HHHO Algorithm for Solving Nonlinear Equations and Its Engineering Application

非线性方程组的求解具有重要的数学意义和实际意义,结合二次插值和差分进化算法的优点,提出了一种混合哈里斯鹰优化算法(HHHO)用于求解非线性方程组。先在勘探阶段采用二次插值方法,增强了算法的全局搜索能力;当算法陷入局部最优时,根据早熟机制,针对陷入局部最优的哈里斯鹰进行变异、选择操作,增强种群的多样性,避免算法陷入早熟。通过10个基准测试函数的测试,证明了HHHO算法在局部搜索能力,求解精度方面优于HHO算法,通过5个非线性方程组的求解验证上述算法在求解精度、解的求解个数上都有一定的优势。最后把HHHO算法用于求解几何约束问题和三角函数超越方程,进一步验证了算法高效的求解性能。

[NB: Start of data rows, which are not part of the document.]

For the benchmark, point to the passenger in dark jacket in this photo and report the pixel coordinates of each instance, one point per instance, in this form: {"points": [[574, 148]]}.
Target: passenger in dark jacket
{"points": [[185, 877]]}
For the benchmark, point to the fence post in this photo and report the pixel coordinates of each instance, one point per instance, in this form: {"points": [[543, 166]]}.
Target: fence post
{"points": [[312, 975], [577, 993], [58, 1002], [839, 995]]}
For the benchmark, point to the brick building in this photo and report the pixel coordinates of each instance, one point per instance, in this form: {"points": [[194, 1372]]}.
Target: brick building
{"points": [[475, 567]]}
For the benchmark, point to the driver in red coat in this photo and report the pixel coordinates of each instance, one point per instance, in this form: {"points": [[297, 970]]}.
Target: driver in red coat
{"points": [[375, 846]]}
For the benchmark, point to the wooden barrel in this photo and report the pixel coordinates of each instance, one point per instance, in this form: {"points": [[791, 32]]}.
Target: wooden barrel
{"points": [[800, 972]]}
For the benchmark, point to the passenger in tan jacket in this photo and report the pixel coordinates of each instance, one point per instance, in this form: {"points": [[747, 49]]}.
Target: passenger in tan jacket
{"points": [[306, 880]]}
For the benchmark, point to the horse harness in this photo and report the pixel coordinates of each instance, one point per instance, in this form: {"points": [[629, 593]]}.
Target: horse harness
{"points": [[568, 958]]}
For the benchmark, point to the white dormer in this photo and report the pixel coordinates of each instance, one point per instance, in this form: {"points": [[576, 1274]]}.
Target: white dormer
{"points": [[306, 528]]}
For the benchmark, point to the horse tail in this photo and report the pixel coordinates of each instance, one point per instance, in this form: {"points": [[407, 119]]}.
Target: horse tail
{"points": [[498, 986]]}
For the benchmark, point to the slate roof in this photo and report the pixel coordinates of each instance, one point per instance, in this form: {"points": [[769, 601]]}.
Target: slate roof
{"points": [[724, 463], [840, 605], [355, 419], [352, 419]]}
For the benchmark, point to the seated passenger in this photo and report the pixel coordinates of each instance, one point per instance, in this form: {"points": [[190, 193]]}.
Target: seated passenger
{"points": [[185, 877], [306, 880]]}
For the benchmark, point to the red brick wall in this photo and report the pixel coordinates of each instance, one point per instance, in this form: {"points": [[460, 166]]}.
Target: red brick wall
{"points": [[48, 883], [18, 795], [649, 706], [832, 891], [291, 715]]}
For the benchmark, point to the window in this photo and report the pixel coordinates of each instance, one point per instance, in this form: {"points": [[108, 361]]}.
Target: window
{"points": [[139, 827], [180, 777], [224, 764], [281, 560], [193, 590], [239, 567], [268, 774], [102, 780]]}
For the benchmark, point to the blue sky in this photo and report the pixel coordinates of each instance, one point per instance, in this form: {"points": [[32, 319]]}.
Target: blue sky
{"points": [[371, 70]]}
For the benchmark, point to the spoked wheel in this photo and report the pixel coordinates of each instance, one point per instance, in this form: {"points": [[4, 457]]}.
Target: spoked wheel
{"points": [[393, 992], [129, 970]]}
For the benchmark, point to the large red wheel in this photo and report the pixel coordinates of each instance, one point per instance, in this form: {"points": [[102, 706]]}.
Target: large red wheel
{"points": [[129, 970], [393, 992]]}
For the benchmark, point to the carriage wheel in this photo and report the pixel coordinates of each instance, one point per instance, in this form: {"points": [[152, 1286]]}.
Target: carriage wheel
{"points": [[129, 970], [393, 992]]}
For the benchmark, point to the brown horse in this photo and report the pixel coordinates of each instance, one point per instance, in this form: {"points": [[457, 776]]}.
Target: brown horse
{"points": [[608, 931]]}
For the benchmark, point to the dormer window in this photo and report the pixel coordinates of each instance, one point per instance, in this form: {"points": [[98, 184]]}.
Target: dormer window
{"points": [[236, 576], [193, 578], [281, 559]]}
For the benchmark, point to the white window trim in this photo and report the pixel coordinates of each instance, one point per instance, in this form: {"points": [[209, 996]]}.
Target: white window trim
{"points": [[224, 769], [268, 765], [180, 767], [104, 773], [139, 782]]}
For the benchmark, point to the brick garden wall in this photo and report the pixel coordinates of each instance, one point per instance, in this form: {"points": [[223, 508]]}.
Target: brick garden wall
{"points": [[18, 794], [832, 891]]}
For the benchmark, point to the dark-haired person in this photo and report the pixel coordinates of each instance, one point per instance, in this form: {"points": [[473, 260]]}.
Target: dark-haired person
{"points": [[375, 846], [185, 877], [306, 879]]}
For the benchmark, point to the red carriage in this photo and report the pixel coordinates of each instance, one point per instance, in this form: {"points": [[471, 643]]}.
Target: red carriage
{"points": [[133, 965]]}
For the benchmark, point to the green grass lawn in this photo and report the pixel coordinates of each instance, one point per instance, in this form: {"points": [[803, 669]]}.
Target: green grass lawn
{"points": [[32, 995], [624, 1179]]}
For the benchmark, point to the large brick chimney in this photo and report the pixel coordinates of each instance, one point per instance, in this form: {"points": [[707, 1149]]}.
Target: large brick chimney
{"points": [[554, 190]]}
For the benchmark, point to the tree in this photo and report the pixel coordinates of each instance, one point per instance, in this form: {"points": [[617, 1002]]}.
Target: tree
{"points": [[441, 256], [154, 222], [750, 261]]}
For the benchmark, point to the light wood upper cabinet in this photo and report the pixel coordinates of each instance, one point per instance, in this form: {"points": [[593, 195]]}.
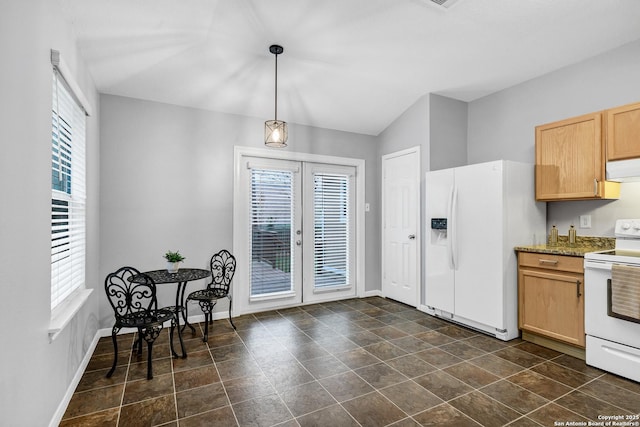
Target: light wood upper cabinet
{"points": [[623, 132], [570, 160]]}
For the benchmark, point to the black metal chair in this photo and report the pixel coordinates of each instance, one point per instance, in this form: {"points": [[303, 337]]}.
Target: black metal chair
{"points": [[223, 267], [135, 305]]}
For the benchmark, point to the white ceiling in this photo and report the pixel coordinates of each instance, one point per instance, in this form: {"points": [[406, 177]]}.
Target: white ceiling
{"points": [[352, 65]]}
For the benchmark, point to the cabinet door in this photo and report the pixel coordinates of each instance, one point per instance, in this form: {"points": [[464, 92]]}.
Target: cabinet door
{"points": [[552, 304], [569, 159], [623, 132]]}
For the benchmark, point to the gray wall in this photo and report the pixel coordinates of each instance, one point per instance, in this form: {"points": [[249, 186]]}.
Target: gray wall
{"points": [[502, 125], [447, 132], [34, 373], [167, 183]]}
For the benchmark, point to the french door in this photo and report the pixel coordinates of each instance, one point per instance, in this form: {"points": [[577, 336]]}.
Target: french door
{"points": [[298, 224]]}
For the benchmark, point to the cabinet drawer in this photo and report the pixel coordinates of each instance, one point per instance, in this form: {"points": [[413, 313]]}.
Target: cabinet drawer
{"points": [[551, 262]]}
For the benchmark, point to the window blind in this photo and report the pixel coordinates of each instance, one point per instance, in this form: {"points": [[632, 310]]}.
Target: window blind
{"points": [[68, 193], [272, 213], [331, 230]]}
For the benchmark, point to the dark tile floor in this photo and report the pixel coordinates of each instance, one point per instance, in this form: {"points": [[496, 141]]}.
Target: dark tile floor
{"points": [[361, 362]]}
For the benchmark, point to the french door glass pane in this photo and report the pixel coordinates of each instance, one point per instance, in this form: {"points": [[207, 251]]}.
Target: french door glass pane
{"points": [[272, 213], [331, 230]]}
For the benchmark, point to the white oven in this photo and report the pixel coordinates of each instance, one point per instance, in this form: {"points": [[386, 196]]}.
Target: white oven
{"points": [[613, 343]]}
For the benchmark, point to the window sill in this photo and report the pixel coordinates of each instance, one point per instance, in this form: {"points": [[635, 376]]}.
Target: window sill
{"points": [[62, 315]]}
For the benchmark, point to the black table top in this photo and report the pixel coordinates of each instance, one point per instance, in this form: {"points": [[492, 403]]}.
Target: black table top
{"points": [[182, 275]]}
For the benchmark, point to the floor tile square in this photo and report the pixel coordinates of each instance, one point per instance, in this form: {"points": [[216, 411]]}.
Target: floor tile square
{"points": [[201, 399], [443, 385], [380, 375], [411, 365], [484, 410], [411, 397], [515, 397], [307, 398], [373, 409], [539, 384], [346, 386], [444, 415], [332, 416], [262, 411], [471, 374]]}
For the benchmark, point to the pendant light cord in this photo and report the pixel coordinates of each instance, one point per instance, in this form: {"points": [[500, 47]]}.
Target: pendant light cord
{"points": [[276, 97]]}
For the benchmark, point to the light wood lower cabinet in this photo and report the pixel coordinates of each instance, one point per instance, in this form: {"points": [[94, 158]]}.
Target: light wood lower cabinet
{"points": [[551, 297]]}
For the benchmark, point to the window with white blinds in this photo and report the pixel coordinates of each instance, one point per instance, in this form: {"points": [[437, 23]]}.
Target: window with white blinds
{"points": [[272, 213], [68, 193], [332, 218]]}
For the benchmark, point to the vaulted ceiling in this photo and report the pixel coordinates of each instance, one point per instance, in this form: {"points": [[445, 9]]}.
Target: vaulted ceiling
{"points": [[351, 65]]}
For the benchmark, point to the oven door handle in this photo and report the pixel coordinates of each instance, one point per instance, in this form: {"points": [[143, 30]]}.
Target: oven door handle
{"points": [[578, 283]]}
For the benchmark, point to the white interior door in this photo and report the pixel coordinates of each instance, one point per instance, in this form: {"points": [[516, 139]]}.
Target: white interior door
{"points": [[401, 226], [297, 224]]}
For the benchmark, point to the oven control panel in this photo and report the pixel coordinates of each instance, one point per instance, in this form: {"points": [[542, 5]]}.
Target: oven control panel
{"points": [[628, 228]]}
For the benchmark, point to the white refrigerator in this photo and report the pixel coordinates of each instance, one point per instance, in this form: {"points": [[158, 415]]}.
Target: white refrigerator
{"points": [[476, 215]]}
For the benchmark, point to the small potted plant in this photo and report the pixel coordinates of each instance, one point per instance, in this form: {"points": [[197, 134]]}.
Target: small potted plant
{"points": [[173, 261]]}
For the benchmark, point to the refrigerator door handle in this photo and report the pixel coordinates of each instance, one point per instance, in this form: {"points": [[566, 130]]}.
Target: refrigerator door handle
{"points": [[454, 228], [450, 228]]}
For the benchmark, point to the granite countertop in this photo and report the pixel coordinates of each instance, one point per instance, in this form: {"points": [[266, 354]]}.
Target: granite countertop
{"points": [[583, 245]]}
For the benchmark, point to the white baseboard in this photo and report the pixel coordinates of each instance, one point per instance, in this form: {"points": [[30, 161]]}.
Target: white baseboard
{"points": [[374, 293], [62, 407], [101, 333]]}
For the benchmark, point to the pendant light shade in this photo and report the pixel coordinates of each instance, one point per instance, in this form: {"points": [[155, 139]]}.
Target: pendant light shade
{"points": [[275, 131]]}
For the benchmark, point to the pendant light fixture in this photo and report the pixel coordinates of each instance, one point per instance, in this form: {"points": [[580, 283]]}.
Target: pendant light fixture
{"points": [[275, 131]]}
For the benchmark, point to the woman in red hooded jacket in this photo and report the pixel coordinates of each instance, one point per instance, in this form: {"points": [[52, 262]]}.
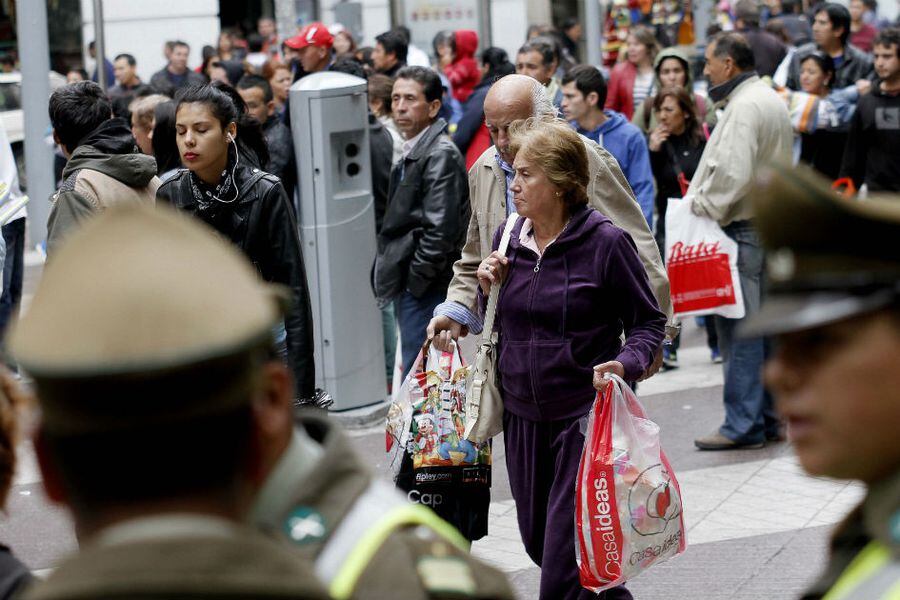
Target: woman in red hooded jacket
{"points": [[458, 63]]}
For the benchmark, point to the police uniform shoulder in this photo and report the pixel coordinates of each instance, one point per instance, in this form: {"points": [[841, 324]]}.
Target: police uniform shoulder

The solution of nonlinear equations has important mathematical and practical significance.Combined with the advantages of quadratic interpolation and differential evolution algorithm,a hybrid Harris Eagle optimization algorithm(HHHO)is proposed to solve nonlinear equations.Firstly,in the exploration stage,the quadratic interpolation method was used to enhance the global search ability of the algorithm;Secondly,when the algorithm falls into local optimization,mutation and selection operations were carried out for the Harris Eagle falling into local optimization according to the precocity mechanism,so as to enhance the diversity of the population and avoid the algorithm falling into precocity.Through the test of 10 benchmark functions,it was proved that HHHO algorithm is superior to HHO algorithm in local search ability and solution accuracy.Through the solution verification of five nonlinear equations,the algorithm has certain advantages in solution accuracy and number of solutions.Finally,HHHO algorithm was applied to solve geometric constraint problems and transcendental equations of trigonometric functions,which further verifies the efficient performance of the algorithm.